Liu, Lingxi; Miteva, Tsveta; Delnevo, Giovanni; Mirri, Silvia; Walter, Philippe; de Viguerie, Laurence; Pouyet, Emeline.
Afiliação
  • Liu L; Department of Computer Science and Engineering-Interdepartmental Centre for Industrial ICT Research (CIRI ICT), University of Bologna, 40126 Bologna, Italy.
  • Miteva T; Laboratoire de Chimie Physique-Matière et Rayonnement (LCPMR), UMR 7614, CNRS, Sorbonne Université, 75005 Paris, France.
  • Delnevo G; Department of Computer Science and Engineering-Interdepartmental Centre for Industrial ICT Research (CIRI ICT), University of Bologna, 40126 Bologna, Italy.
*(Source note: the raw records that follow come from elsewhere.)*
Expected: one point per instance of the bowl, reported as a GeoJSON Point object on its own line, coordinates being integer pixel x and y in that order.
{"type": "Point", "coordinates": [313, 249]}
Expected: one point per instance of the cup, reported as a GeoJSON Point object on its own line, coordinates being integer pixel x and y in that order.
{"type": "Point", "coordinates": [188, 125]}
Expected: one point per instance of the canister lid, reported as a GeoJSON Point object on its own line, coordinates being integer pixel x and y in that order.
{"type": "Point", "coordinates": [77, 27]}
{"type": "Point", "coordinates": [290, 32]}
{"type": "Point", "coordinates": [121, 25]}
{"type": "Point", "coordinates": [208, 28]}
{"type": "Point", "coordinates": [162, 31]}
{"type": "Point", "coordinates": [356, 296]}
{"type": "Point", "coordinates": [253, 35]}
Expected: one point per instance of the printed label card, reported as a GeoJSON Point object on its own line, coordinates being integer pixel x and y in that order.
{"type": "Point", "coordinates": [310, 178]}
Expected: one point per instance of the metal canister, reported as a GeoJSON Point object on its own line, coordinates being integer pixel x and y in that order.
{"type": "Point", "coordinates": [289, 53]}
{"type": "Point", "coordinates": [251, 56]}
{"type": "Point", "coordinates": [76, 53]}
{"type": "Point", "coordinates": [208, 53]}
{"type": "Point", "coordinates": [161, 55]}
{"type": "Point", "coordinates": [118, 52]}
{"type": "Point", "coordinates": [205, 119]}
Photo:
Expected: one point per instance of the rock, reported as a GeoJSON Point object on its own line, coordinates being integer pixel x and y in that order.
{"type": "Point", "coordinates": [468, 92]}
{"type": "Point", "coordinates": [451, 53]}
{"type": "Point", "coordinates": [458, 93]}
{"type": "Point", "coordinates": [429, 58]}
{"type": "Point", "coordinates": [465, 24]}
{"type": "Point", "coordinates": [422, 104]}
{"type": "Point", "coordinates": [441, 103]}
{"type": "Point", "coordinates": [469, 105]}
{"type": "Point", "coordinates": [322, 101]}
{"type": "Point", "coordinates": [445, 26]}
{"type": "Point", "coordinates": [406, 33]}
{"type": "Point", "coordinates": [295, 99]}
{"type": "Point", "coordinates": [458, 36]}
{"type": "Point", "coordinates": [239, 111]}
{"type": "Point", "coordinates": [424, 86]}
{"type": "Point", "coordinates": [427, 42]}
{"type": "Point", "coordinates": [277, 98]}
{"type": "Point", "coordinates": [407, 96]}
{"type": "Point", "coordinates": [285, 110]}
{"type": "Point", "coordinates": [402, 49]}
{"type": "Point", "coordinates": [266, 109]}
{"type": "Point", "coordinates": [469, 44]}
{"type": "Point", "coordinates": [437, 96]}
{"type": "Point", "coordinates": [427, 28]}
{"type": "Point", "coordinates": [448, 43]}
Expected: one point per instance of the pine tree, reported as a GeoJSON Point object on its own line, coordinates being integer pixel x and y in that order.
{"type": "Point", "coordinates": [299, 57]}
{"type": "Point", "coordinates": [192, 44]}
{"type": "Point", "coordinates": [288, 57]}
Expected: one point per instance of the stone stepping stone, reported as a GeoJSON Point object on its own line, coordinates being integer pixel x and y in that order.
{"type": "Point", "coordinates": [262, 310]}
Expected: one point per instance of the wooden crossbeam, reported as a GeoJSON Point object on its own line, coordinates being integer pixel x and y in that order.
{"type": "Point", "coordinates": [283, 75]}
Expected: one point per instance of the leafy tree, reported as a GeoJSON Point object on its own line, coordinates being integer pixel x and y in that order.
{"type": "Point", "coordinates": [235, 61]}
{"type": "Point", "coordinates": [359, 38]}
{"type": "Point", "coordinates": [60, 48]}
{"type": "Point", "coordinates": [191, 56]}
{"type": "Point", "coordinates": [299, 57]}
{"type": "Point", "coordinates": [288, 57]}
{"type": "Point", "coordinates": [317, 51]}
  • Mirri S; Department of Computer Science and Engineering-Interdepartmental Centre for Industrial ICT Research (CIRI ICT), University of Bologna, 40126 Bologna, Italy.
  • Walter P; Laboratoire d'Archéologie Moléculaire et Structurale (LAMS), CNRS, Sorbonne Université, 75005 Paris, France.
  • de Viguerie L; Laboratoire d'Archéologie Moléculaire et Structurale (LAMS), CNRS, Sorbonne Université, 75005 Paris, France.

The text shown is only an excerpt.